Cold Fire: A Paranormal Novel
Page 8
I could laugh. “Yeah. Right.”
He does feel bad for me though; it’s written all over his face, pulling down the edges of his mouth, furrowing the space between his brows. I can tell he wants to help me, maybe say something more, but in the end, he just stares, powerless.
I nod. “Thanks for the generic advice, but I’ve got to go. Homework, you know?”
I head the rest of the way up the path. I don’t turn back. Not until the front door is shut firmly behind me. I wait there with my hands against the wood detailing, finger tracing the same carved flower around and around until I hear his engine disappear into the twilight.
“Melissa?” Mum moves cautiously into the small foyer. “What are you—where have you been? I’ve been calling you for the past two hours. Why weren’t you at school? I told you I would be picking you up this afternoon; I sent you texts. Your father and I have been worried sick. Why weren’t you picking up? Did something happen? Please tell me you’re not hurt, I—”
“Mum! I’m fine. Nothing happened. I just—lost my phone.”
“You—is that why you’re home so late?”
I fumble for the first thing that comes to mind. “Yeah, I was…I was looking for it. And when I found it, the battery was dead. So I couldn’t call you. I’m sorry.”
She sighs, arms twitching by her sides as if she wants to reach out for me. I recognise the same desire in myself. I want to hug her. I want to feel her embrace, hold on to her until I forget every bad thing in my life. The idea is so fantastical, so painfully distant, that I find myself convinced that one hug would solve every problem in the world.
If I could only touch her…
Dad appears from around the corner. “Melissa!” he exclaims. “Lou, is she alright? What’s happened?”
“She lost her phone,” Mum replies, but both have their eyes on me. “She’s fine.”
“I’m sorry, Dad.”
“The important thing is that you’re safe. The danger you could have gotten into out there…” He shakes his head. The way he says it, you’d think the outside world is some evil place determined to hurt me. My father’s view of the world is that the world is against each person within it and every day is a fight to ensure the latter doesn’t win. He calls it The Big Bad World, only half-jokingly, and has been doing so since I was born, probably since even before. But I see it differently. We’re all a part of the world. Therefore, it isn’t just the world against us. It’s us against us.
It’s us against ourselves.
Now I lose the fight I’ve been having with myself since I stepped inside the house, and let my thoughts in.
The words fall out before I can catch them. “You love me, right?”
Dad blinks, somewhat taken aback. Mum just stares.

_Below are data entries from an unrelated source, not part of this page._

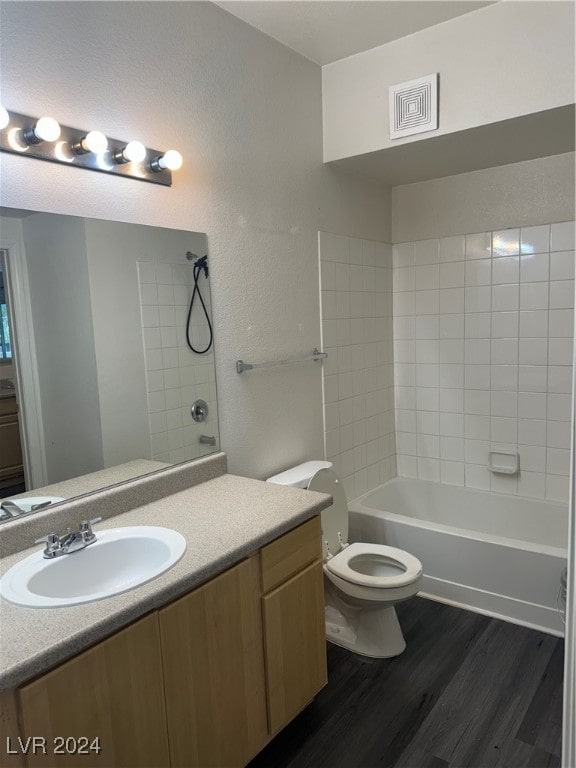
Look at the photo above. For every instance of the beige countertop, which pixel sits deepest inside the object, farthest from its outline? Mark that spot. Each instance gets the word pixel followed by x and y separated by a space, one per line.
pixel 223 520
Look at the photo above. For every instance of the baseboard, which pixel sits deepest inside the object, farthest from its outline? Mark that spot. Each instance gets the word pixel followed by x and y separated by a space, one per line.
pixel 540 617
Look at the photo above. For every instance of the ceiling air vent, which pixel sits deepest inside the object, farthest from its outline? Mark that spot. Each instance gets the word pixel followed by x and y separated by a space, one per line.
pixel 414 106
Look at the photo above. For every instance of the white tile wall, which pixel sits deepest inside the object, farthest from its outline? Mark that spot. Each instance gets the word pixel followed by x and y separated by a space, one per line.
pixel 483 344
pixel 356 307
pixel 175 376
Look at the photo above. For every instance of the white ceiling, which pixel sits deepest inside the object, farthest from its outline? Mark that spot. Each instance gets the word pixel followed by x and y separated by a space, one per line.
pixel 327 30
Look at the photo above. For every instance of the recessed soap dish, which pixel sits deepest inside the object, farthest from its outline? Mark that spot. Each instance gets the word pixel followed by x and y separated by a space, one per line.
pixel 504 462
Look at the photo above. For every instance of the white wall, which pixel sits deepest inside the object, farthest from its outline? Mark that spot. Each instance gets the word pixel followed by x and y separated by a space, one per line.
pixel 57 265
pixel 502 61
pixel 246 114
pixel 534 192
pixel 356 291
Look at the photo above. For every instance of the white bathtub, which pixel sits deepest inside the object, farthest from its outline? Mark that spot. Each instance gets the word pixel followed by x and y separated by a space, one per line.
pixel 489 552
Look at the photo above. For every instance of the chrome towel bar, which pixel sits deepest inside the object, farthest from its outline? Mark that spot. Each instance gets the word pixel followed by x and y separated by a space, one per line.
pixel 316 355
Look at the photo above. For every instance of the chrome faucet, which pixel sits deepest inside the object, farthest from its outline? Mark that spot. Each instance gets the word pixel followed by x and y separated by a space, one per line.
pixel 71 541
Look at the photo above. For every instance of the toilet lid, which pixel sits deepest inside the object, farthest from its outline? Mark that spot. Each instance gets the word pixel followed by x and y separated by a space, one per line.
pixel 335 517
pixel 375 565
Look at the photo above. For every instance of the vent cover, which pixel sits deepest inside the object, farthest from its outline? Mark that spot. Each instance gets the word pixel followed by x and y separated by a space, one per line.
pixel 414 106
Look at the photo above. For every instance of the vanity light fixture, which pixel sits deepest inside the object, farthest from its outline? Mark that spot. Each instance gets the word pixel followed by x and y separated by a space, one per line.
pixel 4 117
pixel 171 160
pixel 95 142
pixel 133 152
pixel 44 139
pixel 44 129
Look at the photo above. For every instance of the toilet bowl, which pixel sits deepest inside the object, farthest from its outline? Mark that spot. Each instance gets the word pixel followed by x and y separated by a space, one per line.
pixel 362 581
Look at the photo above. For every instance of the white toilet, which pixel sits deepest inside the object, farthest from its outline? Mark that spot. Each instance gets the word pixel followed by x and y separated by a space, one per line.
pixel 362 582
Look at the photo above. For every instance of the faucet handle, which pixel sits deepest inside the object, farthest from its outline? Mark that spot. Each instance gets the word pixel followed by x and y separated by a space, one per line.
pixel 53 544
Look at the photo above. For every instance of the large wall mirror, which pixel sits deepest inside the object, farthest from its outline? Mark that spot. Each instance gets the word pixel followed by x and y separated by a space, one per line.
pixel 105 370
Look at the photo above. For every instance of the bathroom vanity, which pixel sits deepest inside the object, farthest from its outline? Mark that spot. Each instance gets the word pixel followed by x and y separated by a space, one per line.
pixel 199 667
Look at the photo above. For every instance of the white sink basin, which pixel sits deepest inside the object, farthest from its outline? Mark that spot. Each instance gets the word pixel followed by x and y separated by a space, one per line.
pixel 120 559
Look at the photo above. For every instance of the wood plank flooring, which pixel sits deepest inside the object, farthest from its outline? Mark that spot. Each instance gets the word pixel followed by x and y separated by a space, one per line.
pixel 468 692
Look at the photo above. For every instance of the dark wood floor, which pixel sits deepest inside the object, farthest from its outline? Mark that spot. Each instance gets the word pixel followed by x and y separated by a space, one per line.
pixel 468 692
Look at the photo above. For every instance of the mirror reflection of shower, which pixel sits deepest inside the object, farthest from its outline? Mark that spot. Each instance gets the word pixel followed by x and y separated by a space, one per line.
pixel 200 329
pixel 11 462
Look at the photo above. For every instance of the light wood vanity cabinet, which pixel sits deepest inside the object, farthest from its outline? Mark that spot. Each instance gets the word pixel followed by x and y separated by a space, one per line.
pixel 293 616
pixel 213 660
pixel 204 682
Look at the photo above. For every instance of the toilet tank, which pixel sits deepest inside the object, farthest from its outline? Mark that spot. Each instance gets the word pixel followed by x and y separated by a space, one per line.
pixel 300 476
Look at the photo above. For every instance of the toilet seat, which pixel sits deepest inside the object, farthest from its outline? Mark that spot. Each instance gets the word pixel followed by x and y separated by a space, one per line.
pixel 342 565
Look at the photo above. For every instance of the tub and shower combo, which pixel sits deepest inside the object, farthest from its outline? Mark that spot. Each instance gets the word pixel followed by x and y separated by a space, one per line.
pixel 498 554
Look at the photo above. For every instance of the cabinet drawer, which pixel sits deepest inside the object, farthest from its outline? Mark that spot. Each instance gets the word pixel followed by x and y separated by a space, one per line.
pixel 290 553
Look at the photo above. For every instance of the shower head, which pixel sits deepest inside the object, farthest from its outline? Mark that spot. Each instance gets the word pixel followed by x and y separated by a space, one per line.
pixel 202 264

“Of course, Mel,” he says.
“Like, no matter what? Even after all the crap I’ve put you guys through?”
“It wasn’t your fault.”
“But—”
“You could take us to hell and back,” Mum says, “and we’d still love you.”
I feel my eyes welling with tears but I hold them back. Now’s the point in the family love fest where we all hug and cry out our happiness. This doesn’t get to happen in my household.
“Thanks,” I say instead. What I really want to ask them is whether they’d still love me if they found out I wasn’t their daughter. Do I still get to love them?
It’s like discovering I’ve been adopted—only my parents don’t know either. I wouldn’t even know how to broach such a subject. It’s always the parents who tell the child. Never the other way around.
They’re smiling at me even as their eyes reflect pain. Suddenly it feels so wrong to think of myself as anything other than their daughter. They raised me. I know them inside out, like they know me. I’m Melissa Croft. How could I be anyone else?
“I love you,” I say, meeting they gazes. “Both of you.”
Mum sucks in a soft, sharp breath like she’s surprised—or trying not to cry. “We know, honey.”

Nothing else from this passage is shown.